4th CIUHCT Distinguished Lecture
[Online]
10 December 2020 · 17h00
CIUHCT organizes the 4th edition of the Distinguished Lectures, which will take place on December 10, at 5 pm. Professor Marcos Cueto, researcher at Casa de Oswaldo Cruz, Rio de Janeiro (Brasil), will be the guest speaker. The institutional welcome will be given by Professor Doutor Virgílio Machado, Director of FCT NOVA, and Professor Dr. Paula Cristina Urze, President of the Department of Applied Social Sciences, DCSA, FCT NOVA, who will honor us with their presence.
About the speaker
Marcos Cueto is historian of science and medicine with interests in Global History of Health and the history of HIV/AIDS in Brazil. He is Professor of history at the Casa de Oswaldo Cruz, Fiocruz, in Rio de Janeiro and editor of the journal História, Ciências, Saúde-Manguinhos.
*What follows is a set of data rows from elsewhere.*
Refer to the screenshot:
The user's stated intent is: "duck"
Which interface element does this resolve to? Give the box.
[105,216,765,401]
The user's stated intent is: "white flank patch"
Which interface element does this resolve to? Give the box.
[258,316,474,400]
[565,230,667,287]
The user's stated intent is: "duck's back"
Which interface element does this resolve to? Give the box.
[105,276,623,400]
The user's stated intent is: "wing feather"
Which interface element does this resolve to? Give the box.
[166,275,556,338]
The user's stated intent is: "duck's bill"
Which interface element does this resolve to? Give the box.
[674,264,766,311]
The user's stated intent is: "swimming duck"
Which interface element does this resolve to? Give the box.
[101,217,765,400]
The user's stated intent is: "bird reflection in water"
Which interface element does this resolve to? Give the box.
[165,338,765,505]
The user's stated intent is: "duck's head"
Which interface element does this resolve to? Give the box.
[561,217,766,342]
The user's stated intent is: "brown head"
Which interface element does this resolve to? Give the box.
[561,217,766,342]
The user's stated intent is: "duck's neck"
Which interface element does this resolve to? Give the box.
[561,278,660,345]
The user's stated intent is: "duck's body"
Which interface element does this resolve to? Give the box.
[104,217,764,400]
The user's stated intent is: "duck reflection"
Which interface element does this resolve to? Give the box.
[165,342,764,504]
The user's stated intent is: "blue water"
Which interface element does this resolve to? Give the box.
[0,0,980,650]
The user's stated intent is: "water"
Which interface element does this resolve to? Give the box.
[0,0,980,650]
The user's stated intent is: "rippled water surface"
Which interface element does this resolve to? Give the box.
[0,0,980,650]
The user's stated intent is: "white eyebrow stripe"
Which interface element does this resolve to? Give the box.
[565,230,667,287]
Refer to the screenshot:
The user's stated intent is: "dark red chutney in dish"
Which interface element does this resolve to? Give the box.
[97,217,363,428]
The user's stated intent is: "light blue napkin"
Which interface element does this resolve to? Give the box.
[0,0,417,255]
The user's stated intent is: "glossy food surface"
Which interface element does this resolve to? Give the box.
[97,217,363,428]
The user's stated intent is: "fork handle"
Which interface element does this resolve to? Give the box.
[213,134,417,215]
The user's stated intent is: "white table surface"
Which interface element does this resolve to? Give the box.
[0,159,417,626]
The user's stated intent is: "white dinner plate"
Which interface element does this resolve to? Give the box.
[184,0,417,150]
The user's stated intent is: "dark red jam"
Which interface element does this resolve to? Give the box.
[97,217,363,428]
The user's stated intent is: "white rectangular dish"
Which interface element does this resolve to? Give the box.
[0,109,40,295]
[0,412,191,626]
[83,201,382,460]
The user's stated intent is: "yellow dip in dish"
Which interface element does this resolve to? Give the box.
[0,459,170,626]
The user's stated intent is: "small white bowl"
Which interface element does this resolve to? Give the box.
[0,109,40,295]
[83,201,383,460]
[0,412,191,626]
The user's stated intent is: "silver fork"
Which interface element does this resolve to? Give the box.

He did his studies at the Pontificia Universidad Católica del Perú, Lima, and Columbia University, New York, and has been visiting scholar at several international institutions, including the Graduate Institute (Institut de Hautes Études Internationales et du Développement), Geneva, Princeton University, Stanford University, New York University and the Woodrow Wilson International Center, Washington D.C.
Until 2011, he was Director of the Instituto de Estudios Peruanos, Lima, Peru. He has worked on Latin America and international health. Among its publications stand out A History of Medicine and public Health in Latin America, with Steve Palmer (Cambridge University Press 2015) and Cold War and Deadly Fevers: Malaria Eradication in Mexico, 1955-1970 (John's Hopkins University Press 2007).
In 2016, the book he coauthored with S. Palmer received the George Rosen award from the American Association for the History of Medicine. More recently he published the book coauthored, with Ted Brown and Elizabeth Fee, on The World Health Organization: A History.
Title of the Lecture
History and Epidemics
Abstract
In the context of historical studies on epidemics, this conference focuses on the twentieth century case-studies. Historiography shifted from demographic studies to a broader spectrum of perspectives which included their social, political and cultural aspects. In view of this, historians have discovered the advantages of researching epidemics through the lenses of Global History and Planetary Health.